Community
    • Login

    How to group lines with same beginning

    Scheduled Pinned Locked Moved Help wanted · · · – – – · · ·
    12 Posts 4 Posters 1.1k Views
    Loading More Posts
    • Oldest to Newest
    • Newest to Oldest
    • Most Votes
    Reply
    • Reply as topic
    Log in to reply
    This topic has been deleted. Only users with topic management privileges can see it.
    • Nataly FlowerN
      Nataly Flower
      last edited by PeterJones

      Hello!
      I would like to know if it’s possible to group several lines that share the same beginning up to a certain mark into just one line.

      My file is like this:

      aaaa$$$$$$hello1
      aaaa$$$$hello2
      aaaa$$$$hello3
      bbbb$$$$$$$$hello4
      bbbb$$$$hello5
      cccc$$$$hello6
      cccc$$$$hello7
      cccc$$$$hello8
      

      *aaaa, bbbb, cccc and hello1…hello8 are just examples, not the real text in my document.

      So, I would like to know how to group easily, maybe with a macro or a built-in feature in Notepad, these lines that share the same beginning (aaaa, bbbb, cccc) up to the mark $, resulting into:

      aaaa$$$$$$hello1 / hello2 / hello3
      bbbb$$$$$$$$hello4 / hello5
      cccc$$$$hello6 / hello7 / hello8
      

      Thinking of macros, I know how to record a simple macro, but I don’t know how to create a macro that basically goes through all the lines in the document from top to bottom and groups them with a function “If beginning of the line until you find a $ is the same as the beginning of the previous line, group this line with the previous one”.

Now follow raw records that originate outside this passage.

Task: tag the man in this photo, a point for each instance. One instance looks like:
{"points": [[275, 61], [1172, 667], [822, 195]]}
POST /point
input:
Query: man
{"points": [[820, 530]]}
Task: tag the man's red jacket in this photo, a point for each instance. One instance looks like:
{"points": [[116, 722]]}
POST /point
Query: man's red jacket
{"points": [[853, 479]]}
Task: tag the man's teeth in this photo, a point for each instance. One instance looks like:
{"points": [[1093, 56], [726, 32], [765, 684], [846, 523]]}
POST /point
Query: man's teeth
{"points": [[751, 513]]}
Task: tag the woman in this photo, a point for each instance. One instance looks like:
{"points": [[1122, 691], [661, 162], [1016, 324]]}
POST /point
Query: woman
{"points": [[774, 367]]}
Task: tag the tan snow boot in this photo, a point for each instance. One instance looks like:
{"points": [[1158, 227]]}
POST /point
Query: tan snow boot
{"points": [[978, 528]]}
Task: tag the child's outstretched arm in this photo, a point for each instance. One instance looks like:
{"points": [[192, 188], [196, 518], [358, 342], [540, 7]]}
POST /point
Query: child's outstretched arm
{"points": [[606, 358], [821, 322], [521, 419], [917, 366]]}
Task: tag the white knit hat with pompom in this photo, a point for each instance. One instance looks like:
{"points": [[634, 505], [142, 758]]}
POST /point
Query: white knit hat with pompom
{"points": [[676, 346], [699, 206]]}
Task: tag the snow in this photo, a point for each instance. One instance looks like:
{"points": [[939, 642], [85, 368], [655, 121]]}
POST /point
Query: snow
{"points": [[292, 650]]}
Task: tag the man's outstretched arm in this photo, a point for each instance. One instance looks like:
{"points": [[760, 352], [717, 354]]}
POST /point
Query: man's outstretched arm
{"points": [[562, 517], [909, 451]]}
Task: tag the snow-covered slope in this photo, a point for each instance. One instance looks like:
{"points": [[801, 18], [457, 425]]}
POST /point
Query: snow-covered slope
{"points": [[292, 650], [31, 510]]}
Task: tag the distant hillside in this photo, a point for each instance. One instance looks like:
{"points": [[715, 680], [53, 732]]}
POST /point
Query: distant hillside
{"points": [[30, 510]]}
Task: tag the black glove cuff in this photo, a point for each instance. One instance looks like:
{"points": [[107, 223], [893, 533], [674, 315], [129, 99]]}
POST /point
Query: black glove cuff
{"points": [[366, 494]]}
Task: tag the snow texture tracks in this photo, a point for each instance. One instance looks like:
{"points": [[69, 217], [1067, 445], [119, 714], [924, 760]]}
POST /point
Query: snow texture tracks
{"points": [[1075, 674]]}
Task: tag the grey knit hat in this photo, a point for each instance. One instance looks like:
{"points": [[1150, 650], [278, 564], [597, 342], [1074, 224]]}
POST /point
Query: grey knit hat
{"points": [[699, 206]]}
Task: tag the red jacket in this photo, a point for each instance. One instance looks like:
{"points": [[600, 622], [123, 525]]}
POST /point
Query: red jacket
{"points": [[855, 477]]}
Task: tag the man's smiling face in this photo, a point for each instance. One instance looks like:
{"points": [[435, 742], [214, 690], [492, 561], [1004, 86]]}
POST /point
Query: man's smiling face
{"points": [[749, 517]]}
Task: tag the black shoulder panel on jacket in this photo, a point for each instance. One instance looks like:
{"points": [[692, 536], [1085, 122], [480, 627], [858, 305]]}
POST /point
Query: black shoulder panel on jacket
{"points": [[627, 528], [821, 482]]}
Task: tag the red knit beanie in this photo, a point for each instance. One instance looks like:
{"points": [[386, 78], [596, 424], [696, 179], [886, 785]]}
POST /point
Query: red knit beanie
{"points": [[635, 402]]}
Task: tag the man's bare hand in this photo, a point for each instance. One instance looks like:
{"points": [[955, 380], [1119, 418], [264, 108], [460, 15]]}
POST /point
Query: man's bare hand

      Could you please help me to do this?

      Thank you very much in advance.

      —

      moderator added code markdown around text; please don’t forget to use the </> button to mark example text as “code” so that characters don’t get changed by the forum

      Alan KilbornA 1 Reply Last reply Reply Quote 0
      • Alan KilbornA
        Alan Kilborn @Nataly Flower
        last edited by Alan Kilborn

        @Nataly-Flower

        Your problem seems very similar to this one: https://community.notepad-plus-plus.org/topic/26062/eliminate-excess-verbiage-from-audio-transcript

        Maybe you can figure out how to do what you want, based on the solution of that other one.

        1 Reply Last reply Reply Quote 2
        • Mark OlsonM
          Mark Olson
          last edited by

          The following sequence of regex-replace should do the trick.

          Open the find/replace form with Search->Replace... or Ctrl+H (using default keybindings).

          Make sure Search Mode is set to Regular expression and Wrap around is checked.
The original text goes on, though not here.